Further, manually running that first module succeeds:

export PYTHONPATH=${PYTHONPATH}:/opt/ansible/.ansible/collections/
echo '{ "ANSIBLE_MODULE_ARGS": {
  "api_version": "apps/v1",
  "kind": "Deployment",
  "name": "awx",
  "namespace": "awx"
} } ' |python3 /opt/ansible/.ansible/collections/ansible_collections/kubernetes/core/plugins/modules/k8s_info.py

{"changed": false, "resources": [], "api_found": true, "invocation": {"module_args": {"api_version": "apps/v1", "kind": "Deployment", "name": "awx", "namespace": "awx", "wait": false, "wait_sleep": 5, "wait_timeout": 120, "label_selectors": [], "field_selectors": [], "kubeconfig": null, "context": null, "host": null, "api_key": null, "username": null, "password": null, "validate_certs": null, "ca_cert": null, "client_cert": null, "client_key": null, "proxy": null, "no_proxy": null, "proxy_headers": null, "persist_config": null, "impersonate_user": null, "impersonate_groups": null, "wait_condition": null, "hidden_fields": null}}}

Any suggestions?
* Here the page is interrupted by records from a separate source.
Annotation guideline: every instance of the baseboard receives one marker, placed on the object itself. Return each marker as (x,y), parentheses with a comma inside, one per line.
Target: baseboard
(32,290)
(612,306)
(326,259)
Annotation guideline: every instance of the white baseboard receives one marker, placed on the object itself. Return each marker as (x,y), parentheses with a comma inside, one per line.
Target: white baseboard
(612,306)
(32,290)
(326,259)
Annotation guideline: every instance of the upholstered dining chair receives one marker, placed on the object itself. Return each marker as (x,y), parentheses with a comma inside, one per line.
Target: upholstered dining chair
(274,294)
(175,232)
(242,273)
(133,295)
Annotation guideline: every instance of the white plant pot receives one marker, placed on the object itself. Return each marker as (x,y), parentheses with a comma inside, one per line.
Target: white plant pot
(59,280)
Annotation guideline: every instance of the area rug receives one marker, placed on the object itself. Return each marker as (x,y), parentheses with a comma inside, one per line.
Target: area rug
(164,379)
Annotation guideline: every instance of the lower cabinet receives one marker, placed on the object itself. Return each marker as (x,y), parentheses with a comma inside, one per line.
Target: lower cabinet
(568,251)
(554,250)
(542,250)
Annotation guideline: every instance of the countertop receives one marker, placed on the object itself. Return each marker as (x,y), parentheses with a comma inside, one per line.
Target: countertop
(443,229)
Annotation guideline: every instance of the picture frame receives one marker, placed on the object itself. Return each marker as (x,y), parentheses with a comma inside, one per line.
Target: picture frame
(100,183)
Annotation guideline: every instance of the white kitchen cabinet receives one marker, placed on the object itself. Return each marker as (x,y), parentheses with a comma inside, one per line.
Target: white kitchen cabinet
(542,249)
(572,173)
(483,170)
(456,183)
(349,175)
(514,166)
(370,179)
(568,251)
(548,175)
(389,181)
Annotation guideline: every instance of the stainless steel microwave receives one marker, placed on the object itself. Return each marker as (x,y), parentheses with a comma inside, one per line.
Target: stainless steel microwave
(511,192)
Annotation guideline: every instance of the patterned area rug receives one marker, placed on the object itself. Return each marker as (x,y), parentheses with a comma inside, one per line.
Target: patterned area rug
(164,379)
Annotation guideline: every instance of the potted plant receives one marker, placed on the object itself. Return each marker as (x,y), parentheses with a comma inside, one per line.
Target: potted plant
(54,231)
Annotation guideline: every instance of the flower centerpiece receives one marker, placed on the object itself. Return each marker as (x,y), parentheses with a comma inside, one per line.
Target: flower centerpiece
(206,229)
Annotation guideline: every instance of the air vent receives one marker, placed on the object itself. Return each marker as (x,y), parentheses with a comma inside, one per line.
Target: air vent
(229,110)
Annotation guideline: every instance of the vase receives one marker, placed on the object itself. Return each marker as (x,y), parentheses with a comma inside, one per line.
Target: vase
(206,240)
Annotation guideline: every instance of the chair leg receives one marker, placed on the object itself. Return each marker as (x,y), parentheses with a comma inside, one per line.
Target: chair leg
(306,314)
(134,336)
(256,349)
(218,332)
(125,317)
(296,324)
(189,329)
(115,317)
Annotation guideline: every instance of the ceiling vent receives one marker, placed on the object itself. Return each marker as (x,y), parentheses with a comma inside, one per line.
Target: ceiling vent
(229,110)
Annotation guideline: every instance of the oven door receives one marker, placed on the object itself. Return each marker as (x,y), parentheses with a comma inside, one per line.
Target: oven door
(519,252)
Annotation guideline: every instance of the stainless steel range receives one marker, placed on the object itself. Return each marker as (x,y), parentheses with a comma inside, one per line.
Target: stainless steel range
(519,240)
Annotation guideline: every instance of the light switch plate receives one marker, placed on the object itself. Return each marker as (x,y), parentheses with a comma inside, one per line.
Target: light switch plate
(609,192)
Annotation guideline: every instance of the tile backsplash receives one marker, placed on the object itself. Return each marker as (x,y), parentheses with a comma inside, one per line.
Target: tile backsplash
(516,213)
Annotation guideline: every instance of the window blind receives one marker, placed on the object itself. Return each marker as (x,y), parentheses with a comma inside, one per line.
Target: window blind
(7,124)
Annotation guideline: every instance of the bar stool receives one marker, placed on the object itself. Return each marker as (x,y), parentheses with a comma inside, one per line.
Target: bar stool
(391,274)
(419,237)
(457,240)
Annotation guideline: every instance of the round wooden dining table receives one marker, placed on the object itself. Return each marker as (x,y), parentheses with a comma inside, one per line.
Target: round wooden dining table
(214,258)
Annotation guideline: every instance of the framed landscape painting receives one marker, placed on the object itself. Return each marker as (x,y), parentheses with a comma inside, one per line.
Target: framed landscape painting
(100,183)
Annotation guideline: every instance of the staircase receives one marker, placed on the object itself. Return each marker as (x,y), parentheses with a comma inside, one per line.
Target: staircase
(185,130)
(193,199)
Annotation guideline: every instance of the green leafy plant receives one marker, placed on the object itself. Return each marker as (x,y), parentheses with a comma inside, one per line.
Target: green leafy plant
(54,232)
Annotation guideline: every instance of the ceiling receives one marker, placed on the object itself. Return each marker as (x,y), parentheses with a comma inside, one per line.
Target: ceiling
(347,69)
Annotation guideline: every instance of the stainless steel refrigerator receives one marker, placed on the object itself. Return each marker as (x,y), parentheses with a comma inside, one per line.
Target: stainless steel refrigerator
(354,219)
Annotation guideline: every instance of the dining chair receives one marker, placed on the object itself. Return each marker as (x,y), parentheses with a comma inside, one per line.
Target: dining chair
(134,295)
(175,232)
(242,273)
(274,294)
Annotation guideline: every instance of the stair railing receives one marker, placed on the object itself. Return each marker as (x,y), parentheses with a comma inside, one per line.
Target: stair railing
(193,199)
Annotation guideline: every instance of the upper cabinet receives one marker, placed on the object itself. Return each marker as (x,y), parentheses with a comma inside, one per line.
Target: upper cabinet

Anyone? Bueller?

Also logged in github as issue #1978.

One minor correction: The host cluster is running OL9, not 8.9.

As an experiment, I set up an OL8 cluster and re-ran everything, but had the same result. So then I tried falling back to the generic Redhat kernel (instead of the UEK kernel) and still the same result.

Eventually identified as being caused by Crowdstrike Falcon Agent. Kill the agent, and everything runs.